As the scratch boat Equation beat across the start line off Annapolis with Class I, 13 of them were rail down and footing fast in 18-knot headwinds. Ahead lay Cape Charles, 130 miles south, and the smaller boats that had started earlier. Already a dot on the gray horizon ahead was Lightnin', a 38-foot sloop whose skipper, world champion Ted Turner, was intent on pulling off another coup, as he had with American Eagle in 1969. (Performing well, Turner easily took Class V in 56 hours, five minutes, corrected time, defeating most of the boats in the bigger classes and finishing a creditable 15th overall.)

Beating with the wind dead ahead is not exactly Equation's favorite posture—nor, with her deep centerboard, is it going close inshore. But still, less than eight hours after the start, Equation had left 1971 winner Sorcery behind and begun to chew purposefully through the small fry. At 3:50 a.m. Sunday she was passing the Chesapeake Bay bridge-tunnel. The wind swung southwest, the crew hung out a spinnaker and, as if turned loose, the big beauty bolted away. "We all breathed a sigh of relief," Cotter said later. "We could see nobody astern."

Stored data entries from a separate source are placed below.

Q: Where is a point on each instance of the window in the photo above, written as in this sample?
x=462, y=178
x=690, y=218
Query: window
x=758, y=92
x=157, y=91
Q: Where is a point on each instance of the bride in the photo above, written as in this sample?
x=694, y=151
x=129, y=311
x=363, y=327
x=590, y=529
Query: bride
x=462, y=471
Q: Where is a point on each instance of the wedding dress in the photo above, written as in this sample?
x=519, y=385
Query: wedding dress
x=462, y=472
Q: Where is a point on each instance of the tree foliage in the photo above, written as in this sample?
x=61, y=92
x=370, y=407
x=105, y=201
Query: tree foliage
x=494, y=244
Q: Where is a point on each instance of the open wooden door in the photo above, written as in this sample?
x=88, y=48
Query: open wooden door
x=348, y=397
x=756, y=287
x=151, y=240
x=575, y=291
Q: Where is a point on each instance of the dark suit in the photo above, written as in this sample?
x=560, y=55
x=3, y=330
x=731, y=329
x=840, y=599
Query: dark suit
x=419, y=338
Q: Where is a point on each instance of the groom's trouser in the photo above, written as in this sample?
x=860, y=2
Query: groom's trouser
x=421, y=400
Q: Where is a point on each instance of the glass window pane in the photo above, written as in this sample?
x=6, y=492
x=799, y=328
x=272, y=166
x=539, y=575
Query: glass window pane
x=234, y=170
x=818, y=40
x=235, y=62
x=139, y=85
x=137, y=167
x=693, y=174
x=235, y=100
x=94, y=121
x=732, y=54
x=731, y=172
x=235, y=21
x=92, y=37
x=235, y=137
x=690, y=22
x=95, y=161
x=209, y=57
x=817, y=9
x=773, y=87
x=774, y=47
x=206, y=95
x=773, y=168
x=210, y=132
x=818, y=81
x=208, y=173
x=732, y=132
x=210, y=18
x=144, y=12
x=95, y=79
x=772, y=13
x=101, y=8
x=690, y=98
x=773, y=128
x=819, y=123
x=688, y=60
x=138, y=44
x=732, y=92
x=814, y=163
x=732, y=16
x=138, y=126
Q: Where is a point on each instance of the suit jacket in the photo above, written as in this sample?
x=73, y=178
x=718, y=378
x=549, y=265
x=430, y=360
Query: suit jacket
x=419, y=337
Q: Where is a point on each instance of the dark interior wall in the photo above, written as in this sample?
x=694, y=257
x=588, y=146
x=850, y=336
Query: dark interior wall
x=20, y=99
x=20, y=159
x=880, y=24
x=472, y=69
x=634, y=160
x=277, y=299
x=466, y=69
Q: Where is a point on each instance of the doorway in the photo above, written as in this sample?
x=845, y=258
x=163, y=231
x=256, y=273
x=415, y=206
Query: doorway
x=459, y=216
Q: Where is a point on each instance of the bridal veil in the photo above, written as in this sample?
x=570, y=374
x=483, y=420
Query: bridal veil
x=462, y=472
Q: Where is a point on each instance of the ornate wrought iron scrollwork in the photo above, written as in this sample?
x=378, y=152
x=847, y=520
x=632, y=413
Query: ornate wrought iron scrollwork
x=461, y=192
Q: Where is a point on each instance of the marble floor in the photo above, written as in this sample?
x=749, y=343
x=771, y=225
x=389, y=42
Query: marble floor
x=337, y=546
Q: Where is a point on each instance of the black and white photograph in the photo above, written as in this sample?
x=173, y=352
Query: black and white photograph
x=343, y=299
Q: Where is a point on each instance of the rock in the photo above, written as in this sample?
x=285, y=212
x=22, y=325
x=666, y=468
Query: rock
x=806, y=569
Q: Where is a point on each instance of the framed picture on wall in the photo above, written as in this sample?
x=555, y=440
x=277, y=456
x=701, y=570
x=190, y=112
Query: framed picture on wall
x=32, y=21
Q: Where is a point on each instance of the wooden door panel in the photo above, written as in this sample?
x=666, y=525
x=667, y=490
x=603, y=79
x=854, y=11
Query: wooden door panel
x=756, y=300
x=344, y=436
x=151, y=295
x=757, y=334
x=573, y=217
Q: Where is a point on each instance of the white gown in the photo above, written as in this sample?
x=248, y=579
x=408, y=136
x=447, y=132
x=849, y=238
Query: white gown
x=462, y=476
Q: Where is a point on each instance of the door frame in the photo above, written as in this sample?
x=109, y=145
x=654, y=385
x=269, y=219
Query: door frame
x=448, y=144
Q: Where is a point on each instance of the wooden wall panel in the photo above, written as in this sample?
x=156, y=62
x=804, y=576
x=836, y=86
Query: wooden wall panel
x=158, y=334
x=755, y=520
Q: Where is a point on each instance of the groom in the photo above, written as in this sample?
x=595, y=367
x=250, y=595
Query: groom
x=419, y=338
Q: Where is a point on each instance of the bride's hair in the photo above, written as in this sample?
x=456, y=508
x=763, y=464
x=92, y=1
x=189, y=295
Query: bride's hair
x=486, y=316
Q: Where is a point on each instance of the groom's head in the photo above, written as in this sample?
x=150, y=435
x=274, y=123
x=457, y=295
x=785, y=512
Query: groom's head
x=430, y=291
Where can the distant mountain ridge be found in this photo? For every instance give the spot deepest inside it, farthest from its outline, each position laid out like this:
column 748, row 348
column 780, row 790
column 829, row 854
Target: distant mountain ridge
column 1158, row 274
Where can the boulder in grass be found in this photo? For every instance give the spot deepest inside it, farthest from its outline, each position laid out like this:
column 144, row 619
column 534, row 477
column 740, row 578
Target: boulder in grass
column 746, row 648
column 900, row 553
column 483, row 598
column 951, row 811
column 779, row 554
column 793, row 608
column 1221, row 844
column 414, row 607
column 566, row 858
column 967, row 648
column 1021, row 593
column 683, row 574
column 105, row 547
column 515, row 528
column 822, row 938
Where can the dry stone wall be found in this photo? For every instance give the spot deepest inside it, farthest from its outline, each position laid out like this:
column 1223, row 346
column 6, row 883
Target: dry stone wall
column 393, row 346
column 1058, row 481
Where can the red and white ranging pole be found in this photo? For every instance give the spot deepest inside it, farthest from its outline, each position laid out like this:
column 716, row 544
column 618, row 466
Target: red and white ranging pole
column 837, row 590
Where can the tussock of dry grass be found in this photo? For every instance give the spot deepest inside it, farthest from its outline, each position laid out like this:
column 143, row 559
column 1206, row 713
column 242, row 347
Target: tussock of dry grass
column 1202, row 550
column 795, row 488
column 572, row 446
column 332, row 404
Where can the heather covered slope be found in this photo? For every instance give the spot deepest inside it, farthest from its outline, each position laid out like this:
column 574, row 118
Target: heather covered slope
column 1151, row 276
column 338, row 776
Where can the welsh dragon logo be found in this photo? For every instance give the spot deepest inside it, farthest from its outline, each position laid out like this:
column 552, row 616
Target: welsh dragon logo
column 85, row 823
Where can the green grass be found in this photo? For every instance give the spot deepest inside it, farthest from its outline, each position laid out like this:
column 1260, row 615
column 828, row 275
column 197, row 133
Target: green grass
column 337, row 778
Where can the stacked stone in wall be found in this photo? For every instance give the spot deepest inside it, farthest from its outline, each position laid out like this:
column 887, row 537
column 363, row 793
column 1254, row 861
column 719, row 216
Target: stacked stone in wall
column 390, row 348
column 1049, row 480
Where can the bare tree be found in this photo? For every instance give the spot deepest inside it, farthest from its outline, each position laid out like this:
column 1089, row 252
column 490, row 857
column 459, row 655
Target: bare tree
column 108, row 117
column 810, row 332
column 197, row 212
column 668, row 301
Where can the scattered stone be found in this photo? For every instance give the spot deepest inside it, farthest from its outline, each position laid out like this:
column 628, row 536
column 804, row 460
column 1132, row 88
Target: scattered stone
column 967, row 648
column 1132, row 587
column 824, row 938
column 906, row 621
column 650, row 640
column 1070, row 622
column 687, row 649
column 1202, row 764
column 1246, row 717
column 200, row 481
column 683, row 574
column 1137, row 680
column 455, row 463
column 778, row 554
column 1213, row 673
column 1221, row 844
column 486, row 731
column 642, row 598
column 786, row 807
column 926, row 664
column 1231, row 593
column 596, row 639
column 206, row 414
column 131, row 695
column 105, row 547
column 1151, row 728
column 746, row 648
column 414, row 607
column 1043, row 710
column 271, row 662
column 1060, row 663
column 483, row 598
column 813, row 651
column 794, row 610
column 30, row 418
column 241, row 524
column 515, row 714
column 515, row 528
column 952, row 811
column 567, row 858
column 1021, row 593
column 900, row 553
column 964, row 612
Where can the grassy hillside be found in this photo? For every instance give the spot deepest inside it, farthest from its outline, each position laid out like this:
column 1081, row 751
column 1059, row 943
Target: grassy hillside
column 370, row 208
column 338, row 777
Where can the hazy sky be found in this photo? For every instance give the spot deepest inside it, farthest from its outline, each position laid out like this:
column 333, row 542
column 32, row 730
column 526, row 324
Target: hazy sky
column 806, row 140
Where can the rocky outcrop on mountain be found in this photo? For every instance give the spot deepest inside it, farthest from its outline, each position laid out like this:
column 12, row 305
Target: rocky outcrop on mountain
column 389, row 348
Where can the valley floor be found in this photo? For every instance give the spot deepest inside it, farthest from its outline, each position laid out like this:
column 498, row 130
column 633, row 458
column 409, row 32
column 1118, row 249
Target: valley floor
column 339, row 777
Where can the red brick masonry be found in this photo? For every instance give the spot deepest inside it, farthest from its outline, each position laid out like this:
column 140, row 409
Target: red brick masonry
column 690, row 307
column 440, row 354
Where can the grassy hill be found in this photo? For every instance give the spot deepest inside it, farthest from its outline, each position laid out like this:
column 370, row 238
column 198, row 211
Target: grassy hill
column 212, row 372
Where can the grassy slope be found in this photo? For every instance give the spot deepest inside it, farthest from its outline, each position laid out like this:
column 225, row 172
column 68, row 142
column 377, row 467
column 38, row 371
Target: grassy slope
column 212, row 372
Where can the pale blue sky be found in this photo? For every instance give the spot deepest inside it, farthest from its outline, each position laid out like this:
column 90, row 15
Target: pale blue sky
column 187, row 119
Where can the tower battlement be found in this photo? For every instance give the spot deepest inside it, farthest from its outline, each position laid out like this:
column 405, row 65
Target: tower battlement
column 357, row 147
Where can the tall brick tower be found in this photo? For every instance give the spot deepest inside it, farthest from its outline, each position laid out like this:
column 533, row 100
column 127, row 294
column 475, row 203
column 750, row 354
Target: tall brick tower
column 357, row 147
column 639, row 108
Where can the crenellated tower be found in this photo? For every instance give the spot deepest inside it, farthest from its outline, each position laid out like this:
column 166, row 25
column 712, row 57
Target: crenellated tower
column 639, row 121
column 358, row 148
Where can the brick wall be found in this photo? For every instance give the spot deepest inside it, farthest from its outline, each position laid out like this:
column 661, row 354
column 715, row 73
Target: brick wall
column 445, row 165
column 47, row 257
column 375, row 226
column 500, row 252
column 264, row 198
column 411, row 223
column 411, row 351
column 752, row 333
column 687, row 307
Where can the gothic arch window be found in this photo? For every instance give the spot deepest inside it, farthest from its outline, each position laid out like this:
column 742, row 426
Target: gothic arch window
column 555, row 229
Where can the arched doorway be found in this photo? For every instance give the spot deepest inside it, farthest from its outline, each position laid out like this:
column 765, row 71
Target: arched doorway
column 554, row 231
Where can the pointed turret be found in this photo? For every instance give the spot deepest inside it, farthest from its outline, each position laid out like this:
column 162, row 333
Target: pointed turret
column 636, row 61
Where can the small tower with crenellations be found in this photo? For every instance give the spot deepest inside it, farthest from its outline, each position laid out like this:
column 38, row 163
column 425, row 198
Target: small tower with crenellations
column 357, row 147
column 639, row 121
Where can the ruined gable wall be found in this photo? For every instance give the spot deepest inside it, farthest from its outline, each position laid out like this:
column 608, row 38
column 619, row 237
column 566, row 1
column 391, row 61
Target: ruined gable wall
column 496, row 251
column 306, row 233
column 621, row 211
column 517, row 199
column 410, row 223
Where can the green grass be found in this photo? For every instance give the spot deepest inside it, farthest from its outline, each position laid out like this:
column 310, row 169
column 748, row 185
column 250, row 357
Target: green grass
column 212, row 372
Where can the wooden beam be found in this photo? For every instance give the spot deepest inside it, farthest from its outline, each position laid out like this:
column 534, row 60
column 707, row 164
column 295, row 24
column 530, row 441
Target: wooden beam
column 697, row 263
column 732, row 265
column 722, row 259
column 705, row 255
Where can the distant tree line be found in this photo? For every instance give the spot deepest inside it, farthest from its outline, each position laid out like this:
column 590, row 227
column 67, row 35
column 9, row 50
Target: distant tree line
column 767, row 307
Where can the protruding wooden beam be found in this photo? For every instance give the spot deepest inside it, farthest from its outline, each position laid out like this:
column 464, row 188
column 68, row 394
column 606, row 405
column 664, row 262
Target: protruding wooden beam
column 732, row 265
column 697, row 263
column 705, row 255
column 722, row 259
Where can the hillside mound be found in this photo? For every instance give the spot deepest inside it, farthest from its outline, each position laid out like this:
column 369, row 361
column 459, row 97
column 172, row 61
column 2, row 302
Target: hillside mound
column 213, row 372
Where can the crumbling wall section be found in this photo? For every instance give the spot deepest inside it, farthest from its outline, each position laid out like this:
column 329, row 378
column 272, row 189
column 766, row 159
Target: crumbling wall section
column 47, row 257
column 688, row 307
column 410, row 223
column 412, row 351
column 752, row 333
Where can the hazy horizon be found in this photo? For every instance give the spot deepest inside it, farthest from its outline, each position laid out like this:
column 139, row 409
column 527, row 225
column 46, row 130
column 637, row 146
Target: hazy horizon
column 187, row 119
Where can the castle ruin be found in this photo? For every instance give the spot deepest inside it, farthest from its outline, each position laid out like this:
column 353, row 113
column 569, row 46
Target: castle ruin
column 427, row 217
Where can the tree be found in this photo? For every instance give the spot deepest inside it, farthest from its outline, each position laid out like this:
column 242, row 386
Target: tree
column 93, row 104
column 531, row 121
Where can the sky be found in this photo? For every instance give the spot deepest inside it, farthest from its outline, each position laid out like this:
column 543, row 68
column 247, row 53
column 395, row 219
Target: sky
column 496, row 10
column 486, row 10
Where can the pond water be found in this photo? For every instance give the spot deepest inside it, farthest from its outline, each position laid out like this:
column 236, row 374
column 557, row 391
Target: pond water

But where was the promised southerly? Not out in the ocean. As the morning wore on, instead of pushing them along the rhumb line, the wind backed north, and before long, down came the spinnaker and out came the jibs; she was gradually heading toward the beach. Other sail changes came quickly and for the thousandth time Potter wondered what made him go to sea for fun. Equation shot through the short, pitched seas in a smother of foam, bumping, lurching and writhing—decidedly sickening.

By Cape Henlopen, Equation was drawing farther away from the rhumb line and closer and closer to shore. But a tack offshore would take her farther from Newport. It was, says Cotter, "a classic dilemma in sailing; we were wondering what the hell to do." Rough sea and all, an executive meeting was called. The ruling was, "Head in 'til we hit sand." And everybody hunkered down and hoped for a lift—a shift in wind direction that would swing the big boat back.

It came magically out of the dark Sunday night at 9:30 p.m. The wind switched to the east and rather than being jammed inshore, Equation could turn and head for home. A few minutes later two crewmen tentatively and innocently allowed that a record run was shaping up. The others turned on them. "Don't even talk record or you'll jinx it," they yelled.

The good breeze, and silence, carried Equation in. It was 11:18 Monday night when she crossed the line under a flare. And then came the jinx: no sooner had Equation doused her sails than the wind died, leaving Sorcery and the 60-foot Running Tide to wallow across two and four hours later, with all the smaller boats strung out far behind.

Ashore, there were trophies all around, four for Equation plus a promised silver tray for the navigator. Cotter took it in stride. He calmly finished his luncheon Bloody Mary, leaned back and added things up. By his personal inner computer, the time had come out perfectly, as he knew it would.

TWO PHOTOS

THE BOAT WITH THE CRAZY KEEL hauls for Newport while its navigator, Ed Cotter, is surrounded by the latest electronic gear as he charts Equation's victory.